The Celtics took the lead, 66-65, for the first time when Davis converted a reverse layup on the break with 10 minutes 27 seconds remaining in the fourth. It was the second straight fast-break basket for Boston, the other credited to Banks on a goaltending call. Banks found Davis for a slam dunk on the next fast break, snapping a 68-68 tie and giving Boston the lead for good. But the home team would have its resolve and free throw shooting tested down the stretch.

Boston established its largest lead, 83-75, with a 9-2 run that featured more free throws than field goals. The Celtics made seven trips to the line and made good on five. Mark Blount (17 points, 7 rebounds) capped the run with 3:32 remaining, turning a missed free throw by Banks into a layup. Blount went to the line but failed to finish the 3-point play. Still, the Celtics stayed comfortably ahead until late in the fourth.
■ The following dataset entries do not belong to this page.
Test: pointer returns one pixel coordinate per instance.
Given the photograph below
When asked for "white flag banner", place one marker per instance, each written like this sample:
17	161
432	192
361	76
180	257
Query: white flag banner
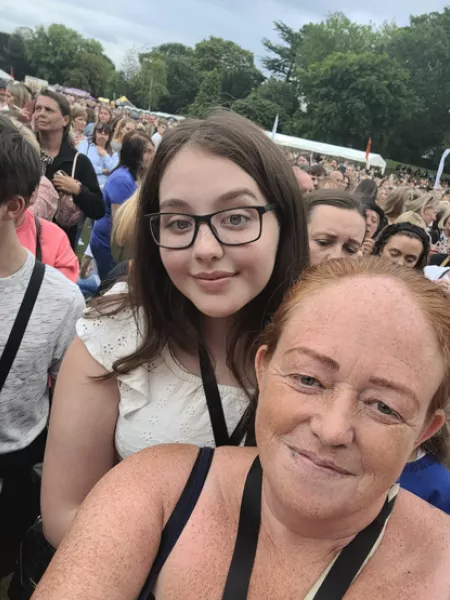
441	168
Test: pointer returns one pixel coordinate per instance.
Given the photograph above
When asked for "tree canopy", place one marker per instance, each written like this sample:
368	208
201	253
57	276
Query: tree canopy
337	80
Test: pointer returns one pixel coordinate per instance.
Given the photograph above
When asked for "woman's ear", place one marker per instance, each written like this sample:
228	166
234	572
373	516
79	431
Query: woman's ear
260	364
435	423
With less than two minutes to play, Washington staged an 8-2 run. When Juan Dixon nailed a 3-pointer to cap the spurt with 13.8 seconds remaining, the Wizards had pulled within 1 point (91-90). But the Wizards were forced to foul. Paul Pierce made a pair of free throws and Chucky Atkins made one of two, sealing the victory.

"It's a tremendous win for us, especially when you look at the circumstances where we're battling for the eighth spot against a team that's right on our back, about three or four games out," said Pierce (24 points, 10 rebounds, 8 assists). "We're starting to gather some momentum and these are games we need because we have a tough week ahead of us coming up."

The victory extended the Celtics' winning streak to four games as they head out for a two-game trip with stops in Minnesota and New York. The path to the playoffs becomes tougher, but by pulling through in the fourth quarter, the Celtics showed they still have a considerable amount of fight left. There was a different feel in how the Celtics conducted themselves down the stretch. Even with a rookie at point guard, Boston remained relatively calm and composed as Washington closed the gap late in the fourth.

The Celtics' improved play in the final quarter was indicative of team confidence that built throughout the second half. After trailing, 49-39, at halftime, Boston found its offense late in the third. For the game, the Celtics shot 46 percent, 55 percent in the second half. Some players speculated that three days off left them a little rusty on offense. For the Wizards, it was a reversal of fortunes as they shot 39 percent, 29 percent in the second half. During the second half, Boston also clamped down on Washington's inside scoring, holding the Wizards to 6 points in the paint after allowing 30 in the first half.

By the end of the third quarter, Boston trailed, 65-60. The Wizards led by as many as 12 (62-50) with 3:30 left in the third before the Celtics closed the quarter with a 10-3 run, capped by a pair of 3-pointers by Walter McCarty (11 points, 6 rebounds). The Celtics' spurt at the end of the third, combined with a strong start to the fourth, amounted to a 24-7 run that turned a 12-point deficit into a 5-point lead.

"I think the chemistry is really starting to come together," said Pierce. "It's a crucial time of the year. It's March and it's going to be a dog race going down to the end, so these are crucial games and guys are really starting to step up their games."